I realized I could win in the middle of our last match.  He gritted his teeth again and again. When it was my turn, he didn't chide about how long I was taking; instead, he leaned back and shut his eyes. We'd been playing as distraction from pain and treatments for a few years as he battled a relentless foe and I had yet to win even though I had kept my long ago promise. That night, however, it was clear he was getting thinner and weaker and sicker.  I knew that someday soon, my Scrabble partner would be gone.

I watched him shut his eyes and the memories of lying on our tummies on the family room floor playing "no mercy" Scrabble came flooding back.  He made me promise to try to win even though he was a tween and I was in college. For a few years, I could win; but as the advantage of age disappeared, he would consistently whoop everyone!  He certainly had no mercy for anyone, even his big sister.  In time, I became the only person willing to play against a man who played Scrabble relentlessly against the computer!

Until that last night, I had not been in a position to win for decades.
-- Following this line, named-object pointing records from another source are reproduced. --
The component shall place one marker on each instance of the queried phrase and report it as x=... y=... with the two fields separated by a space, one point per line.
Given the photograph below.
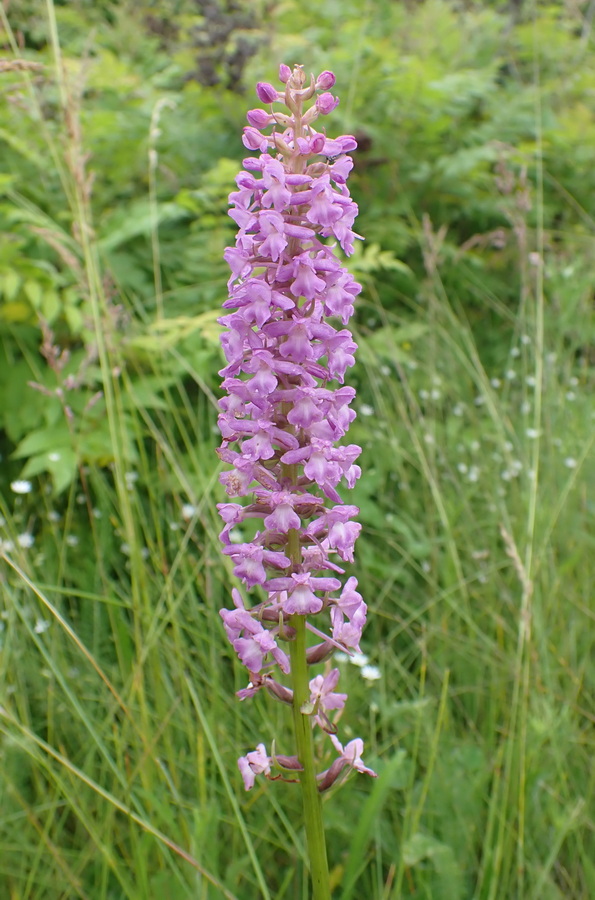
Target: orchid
x=285 y=412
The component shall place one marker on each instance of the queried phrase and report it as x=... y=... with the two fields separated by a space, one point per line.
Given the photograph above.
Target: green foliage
x=119 y=727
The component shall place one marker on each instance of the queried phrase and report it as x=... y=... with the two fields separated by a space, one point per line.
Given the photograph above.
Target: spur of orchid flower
x=286 y=411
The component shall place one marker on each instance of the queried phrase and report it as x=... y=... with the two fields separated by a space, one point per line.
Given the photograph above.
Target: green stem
x=305 y=753
x=302 y=722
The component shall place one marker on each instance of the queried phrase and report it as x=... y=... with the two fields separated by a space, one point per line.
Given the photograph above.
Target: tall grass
x=118 y=721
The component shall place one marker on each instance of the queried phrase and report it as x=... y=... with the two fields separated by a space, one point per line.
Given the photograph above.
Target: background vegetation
x=120 y=132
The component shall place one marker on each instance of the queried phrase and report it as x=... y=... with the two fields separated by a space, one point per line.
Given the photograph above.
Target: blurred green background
x=120 y=136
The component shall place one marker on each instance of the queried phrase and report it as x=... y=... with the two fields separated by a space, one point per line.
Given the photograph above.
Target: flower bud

Yet as the tiles dwindled and my own victory was possible, I did not keep that promise.  I'm not sure if he knew that I had "given him the game," but neither of us said a word about it. He slowly headed off to bed and I headed home, wondering, but not sure this was our last game.

I'm sure he has been honing his skills since that last match with me; someday, we'll have a rematch or two or three and I will keep my promise.

Leah Jaques wrote a post on the Two Writing Teachers Challenge about playing board games that stirred all kinds of memories and changed my planned post for today!  She's MY mentor text for today. 


Unknown said...

Wow, a sad but beautiful piece filled with symbolism and metaphors for life. I'm sure your brother appreciates you coming over to play games with him. Even if he knows you let him win, I'm sure he understands.

Tara said...

This was a game in which it didn't matter who "won" or "lost" - you both won, really, just being together.

Ramona said...

What a gift you gave him in the time you spent together playing "as distraction from pain." I think he must have loved those hours (years) with a big sis who was beaten again and again, yet passed on that final opportunity. I know you look forward to a rematch time.